O problema é que, desta forma, as sobras do processo industrial não geram mais do que entulhos quando poderiam ser reaproveitadas como base para fabricação de outros produtos – dispensando assim a utilização de materiais mais nobres, como madeira e cimento.

A solução adequada para vários resíduos industriais pode ter "batido à porta" de centenas de empresários, que a ignoraram. O pesquisador russo Vsévolod Mymrine desenvolveu técnicas que transformam até lixo tóxico em materiais mais baratos e resistentes para serem usados, por exemplo, na construção civil.

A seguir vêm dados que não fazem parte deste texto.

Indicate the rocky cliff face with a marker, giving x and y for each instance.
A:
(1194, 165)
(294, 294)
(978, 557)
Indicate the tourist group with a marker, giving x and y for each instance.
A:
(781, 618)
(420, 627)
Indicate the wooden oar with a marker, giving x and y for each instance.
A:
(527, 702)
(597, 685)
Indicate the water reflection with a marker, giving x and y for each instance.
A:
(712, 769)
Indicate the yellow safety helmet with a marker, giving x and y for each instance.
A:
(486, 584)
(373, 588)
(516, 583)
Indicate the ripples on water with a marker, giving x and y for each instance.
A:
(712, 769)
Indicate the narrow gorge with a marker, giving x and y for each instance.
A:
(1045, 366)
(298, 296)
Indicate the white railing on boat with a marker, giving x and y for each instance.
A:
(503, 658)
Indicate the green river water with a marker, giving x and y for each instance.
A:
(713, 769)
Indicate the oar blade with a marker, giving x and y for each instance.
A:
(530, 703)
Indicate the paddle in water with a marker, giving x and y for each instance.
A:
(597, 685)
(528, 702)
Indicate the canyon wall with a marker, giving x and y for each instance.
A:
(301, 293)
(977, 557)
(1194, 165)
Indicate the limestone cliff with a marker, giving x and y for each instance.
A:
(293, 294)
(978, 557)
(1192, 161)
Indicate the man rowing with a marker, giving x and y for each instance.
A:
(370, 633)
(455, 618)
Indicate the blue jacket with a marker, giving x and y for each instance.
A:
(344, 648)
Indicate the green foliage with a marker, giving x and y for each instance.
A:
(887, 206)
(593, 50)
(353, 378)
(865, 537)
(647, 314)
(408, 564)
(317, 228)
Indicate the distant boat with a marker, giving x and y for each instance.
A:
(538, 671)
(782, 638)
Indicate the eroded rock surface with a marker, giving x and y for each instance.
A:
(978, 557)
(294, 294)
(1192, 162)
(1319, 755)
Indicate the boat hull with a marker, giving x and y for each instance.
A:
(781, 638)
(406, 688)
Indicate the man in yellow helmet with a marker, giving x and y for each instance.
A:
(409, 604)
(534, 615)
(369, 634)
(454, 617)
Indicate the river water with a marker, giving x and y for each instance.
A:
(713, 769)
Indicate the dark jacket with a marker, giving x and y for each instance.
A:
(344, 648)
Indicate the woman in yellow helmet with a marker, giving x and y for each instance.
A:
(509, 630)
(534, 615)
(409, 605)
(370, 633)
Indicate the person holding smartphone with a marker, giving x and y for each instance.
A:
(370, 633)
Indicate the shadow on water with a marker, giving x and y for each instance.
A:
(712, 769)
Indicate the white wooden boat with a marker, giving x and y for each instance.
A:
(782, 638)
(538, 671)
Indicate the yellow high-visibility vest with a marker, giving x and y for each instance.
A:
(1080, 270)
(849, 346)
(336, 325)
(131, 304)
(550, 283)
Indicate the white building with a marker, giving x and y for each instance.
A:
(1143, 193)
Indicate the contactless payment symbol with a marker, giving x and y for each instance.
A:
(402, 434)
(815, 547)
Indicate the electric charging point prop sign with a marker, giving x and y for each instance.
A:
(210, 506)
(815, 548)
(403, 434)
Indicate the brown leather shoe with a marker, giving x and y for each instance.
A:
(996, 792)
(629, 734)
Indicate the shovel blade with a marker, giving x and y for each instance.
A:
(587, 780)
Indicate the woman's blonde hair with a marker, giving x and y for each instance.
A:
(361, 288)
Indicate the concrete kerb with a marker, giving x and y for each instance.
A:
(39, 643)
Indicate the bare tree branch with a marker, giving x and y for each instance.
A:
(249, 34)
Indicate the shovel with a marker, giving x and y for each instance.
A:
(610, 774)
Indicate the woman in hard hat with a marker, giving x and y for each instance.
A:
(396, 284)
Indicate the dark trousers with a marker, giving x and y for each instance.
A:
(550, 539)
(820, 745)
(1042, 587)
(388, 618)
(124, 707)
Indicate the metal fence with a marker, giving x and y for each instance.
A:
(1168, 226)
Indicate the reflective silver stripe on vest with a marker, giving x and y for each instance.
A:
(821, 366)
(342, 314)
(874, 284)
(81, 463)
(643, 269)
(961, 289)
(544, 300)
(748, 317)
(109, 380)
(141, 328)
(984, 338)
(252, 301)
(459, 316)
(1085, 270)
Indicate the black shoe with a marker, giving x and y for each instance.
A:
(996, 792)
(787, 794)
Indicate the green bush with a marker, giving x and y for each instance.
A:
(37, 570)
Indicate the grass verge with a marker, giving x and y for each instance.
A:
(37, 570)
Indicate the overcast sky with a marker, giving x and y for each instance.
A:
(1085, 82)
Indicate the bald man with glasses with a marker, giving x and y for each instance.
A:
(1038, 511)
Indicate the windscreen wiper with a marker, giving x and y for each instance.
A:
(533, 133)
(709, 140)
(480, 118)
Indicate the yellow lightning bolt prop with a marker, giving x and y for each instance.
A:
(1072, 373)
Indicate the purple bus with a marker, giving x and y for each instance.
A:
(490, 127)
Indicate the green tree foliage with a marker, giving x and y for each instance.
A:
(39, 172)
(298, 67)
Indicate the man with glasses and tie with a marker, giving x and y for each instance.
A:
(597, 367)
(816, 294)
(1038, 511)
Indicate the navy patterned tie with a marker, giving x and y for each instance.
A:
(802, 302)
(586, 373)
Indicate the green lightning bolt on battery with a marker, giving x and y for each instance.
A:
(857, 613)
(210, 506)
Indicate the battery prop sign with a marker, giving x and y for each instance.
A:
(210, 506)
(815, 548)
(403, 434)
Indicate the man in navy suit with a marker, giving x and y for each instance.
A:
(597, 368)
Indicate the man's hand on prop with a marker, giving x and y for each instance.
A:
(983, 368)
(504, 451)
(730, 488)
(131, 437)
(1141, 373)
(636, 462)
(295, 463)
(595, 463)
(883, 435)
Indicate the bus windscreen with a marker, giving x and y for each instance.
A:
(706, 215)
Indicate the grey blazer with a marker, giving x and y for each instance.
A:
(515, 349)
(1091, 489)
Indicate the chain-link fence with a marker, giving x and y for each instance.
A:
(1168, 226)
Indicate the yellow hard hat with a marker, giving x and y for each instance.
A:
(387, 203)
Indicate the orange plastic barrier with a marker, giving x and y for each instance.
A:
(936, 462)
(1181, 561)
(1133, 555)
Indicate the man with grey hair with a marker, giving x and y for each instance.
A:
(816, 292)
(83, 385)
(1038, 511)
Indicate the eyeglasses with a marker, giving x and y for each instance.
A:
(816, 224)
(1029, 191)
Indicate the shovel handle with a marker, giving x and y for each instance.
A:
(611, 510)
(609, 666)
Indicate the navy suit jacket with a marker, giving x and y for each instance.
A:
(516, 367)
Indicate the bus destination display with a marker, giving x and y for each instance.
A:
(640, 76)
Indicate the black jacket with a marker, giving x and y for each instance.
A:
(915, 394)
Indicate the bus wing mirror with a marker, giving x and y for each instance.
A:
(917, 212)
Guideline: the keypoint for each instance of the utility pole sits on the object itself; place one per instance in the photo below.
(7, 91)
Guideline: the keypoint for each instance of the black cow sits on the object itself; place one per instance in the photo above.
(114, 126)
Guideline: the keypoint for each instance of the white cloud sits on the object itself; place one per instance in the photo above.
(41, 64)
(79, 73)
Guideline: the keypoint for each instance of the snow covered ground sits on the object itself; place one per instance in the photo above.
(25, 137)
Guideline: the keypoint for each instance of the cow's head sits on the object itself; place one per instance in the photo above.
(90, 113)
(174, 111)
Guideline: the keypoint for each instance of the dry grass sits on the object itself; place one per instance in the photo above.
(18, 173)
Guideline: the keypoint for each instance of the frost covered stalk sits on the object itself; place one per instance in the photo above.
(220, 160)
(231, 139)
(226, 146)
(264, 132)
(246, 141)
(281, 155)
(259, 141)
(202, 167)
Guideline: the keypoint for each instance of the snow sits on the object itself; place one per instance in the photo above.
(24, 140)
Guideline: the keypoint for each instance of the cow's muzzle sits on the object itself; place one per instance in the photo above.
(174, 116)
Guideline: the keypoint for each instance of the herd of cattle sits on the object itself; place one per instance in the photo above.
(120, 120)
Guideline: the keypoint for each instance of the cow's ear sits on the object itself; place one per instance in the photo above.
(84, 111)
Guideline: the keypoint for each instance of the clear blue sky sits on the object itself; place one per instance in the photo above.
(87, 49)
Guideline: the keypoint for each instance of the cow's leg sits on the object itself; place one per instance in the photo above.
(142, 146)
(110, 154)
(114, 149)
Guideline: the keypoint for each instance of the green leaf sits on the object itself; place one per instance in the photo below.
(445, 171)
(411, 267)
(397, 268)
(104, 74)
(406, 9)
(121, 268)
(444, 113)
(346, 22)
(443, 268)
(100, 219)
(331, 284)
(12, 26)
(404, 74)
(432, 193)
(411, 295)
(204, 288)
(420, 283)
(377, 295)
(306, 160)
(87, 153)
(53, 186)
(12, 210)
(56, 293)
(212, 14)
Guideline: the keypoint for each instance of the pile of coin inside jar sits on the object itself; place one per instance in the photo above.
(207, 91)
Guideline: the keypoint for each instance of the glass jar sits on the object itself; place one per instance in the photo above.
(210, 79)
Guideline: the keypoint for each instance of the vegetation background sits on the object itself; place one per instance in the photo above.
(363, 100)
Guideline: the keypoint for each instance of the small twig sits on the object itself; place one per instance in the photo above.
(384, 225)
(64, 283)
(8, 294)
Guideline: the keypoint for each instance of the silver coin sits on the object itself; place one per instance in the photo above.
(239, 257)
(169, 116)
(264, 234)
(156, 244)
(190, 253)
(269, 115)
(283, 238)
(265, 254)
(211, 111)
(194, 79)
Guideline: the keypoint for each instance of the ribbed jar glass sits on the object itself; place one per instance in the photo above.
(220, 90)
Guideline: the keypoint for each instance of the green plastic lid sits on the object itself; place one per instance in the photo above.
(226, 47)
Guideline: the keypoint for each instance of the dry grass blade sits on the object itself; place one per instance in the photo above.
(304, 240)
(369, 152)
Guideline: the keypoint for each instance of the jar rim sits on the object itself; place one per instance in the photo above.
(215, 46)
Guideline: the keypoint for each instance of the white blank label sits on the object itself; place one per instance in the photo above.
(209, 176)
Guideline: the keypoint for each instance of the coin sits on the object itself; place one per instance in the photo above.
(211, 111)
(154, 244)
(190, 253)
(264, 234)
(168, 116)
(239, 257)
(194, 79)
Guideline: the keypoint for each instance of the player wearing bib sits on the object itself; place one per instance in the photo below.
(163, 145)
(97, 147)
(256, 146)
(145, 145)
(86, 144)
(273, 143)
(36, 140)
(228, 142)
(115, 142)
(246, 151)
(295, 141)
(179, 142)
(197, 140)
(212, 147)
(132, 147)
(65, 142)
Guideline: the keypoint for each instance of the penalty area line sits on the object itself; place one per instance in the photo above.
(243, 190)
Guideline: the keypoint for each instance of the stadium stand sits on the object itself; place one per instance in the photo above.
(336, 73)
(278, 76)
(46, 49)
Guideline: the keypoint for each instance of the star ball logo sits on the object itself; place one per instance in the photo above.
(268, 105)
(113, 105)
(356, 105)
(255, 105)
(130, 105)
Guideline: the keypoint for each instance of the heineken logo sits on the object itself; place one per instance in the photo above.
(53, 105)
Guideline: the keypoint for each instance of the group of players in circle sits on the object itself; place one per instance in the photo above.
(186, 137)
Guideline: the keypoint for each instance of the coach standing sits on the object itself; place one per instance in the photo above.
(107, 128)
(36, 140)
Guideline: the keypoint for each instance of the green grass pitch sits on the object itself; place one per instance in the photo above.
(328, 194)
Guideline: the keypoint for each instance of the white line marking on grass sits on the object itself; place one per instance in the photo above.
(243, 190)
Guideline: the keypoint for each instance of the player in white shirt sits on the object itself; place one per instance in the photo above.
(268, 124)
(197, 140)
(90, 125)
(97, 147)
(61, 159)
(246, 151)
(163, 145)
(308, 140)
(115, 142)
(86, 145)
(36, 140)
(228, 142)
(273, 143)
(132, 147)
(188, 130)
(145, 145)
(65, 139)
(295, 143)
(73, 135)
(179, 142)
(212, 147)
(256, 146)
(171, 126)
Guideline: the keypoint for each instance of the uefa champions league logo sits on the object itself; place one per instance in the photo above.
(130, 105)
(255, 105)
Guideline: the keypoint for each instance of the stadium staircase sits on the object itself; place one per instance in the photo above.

Há 12 anos no Brasil, ele tenta convencer pessoas de que é possível lucrar – e muito – com o reaproveitamento de rejeitos, mas suas descobertas continuam restritas ao meio acadêmico. Atualmente professor visitante da Universidade Tecnológica Federal do Paraná (UTFPR), Seva – nome que adotou para descomplicar a comunicação – explica que utiliza os conhecimentos da faculdade de Cristaloquímica, frequentada em Moscou e do qual é PhD. No Brasil, essa graduação não existe – é apenas uma disciplina dentro de alguns cursos. O trabalho é baseado na combinação de elementos e processos, que geram novos produtos (veja infográfico).

O pesquisador sai procurando porções de diferentes resíduos, de indústria em indústria – por vezes é recebido com bastante relutância de proprietários e empregados, que têm receio de se tratar de alguma investigação. Aí pesquisa que produto combina com o outro e testa a resistência e os tipos de utilização possível. Dados preliminares mostram que alguns compostos ficam de 30% a 55% mais baratos com o uso dos rejeitos. Ou seja, o empresário teria mais uma opção de renda se apostasse em reaproveitar resíduos. É possível, por exemplo, produzir blocos com muito menos cimento – material que está com preço em alta e cuja produção é bastante poluente.

Seva calcula que apresentou suas ideias a mais de mil empresários e autoridades. Até agora, em vão. O interesse inicial se esvai, sem render resultados. Mas ele não desiste. É a aposta de uma vida inteira. "Ainda prevalece no empresariado brasileiro a lógica de que é mais barato e dá menos trabalho simplesmente jogar fora os resíduos. Os potenciais para a economia e para o meio ambiente estão sendo solenemente relegados", afirma Mário Mantovani, coordenador de políticas públicas da Fundação SOS Mata Atlântica.

Comportamento

"Existe muito preconceito quando o assunto é resíduo", dizem especialistas

O trabalho do professor Seva é avalizado pelo responsável pelo Núcleo de Pesquisa Tecnológica da UTFPR, José Alberto Cerri, e pelo coordenador do mestrado em Engenharia Civil da mesma instituição, Rodrigo Eduardo Catai, ambos doutores.

Eles defendem que os experimentos realizados alcançaram ótimos resultados nos testes realizados. "Tem uma lacuna entre os produtos de laboratório e a utilização em grande escala. Essa ligação precisa ser feita", destaca Cerri. Para o pesquisador, é necessário dedicar mais tempo a levantamentos de viabilidade técnica, econômica e de mercado para assegurar que as boas iniciativas surgidas no ambiente acadêmico se transformem efetivamente em produtos.

Cerri avalia que ainda há muito preconceito quando o assunto é resíduo. Ele conta que um megaconstrutor de prédios de alto padrão em Curitiba reaproveita o material usado na obra – argamassa que respinga no chão, tijolos quebrados, etc – mas não conta para os clientes por receio de prejudicar a imagem do imóvel.

"Mas deveria ser o contrário. Esse reaproveitamento deveria ser valorizado no mercado. O material reprocessado é tão seguro quanto os demais utilizados", comenta.

Desinformação

Para o pesquisador, são as consequências do medo e da desinformação. "É o conceito de que resíduo é algo que não presta", diz. O professor Catai acredita que leis de incentivo à inovação e ao reaproveitamento, com isenções tributárias, por exemplo, seriam capazes de dar o impulso necessário para que a reutilização de resíduos industriais ganhe escala.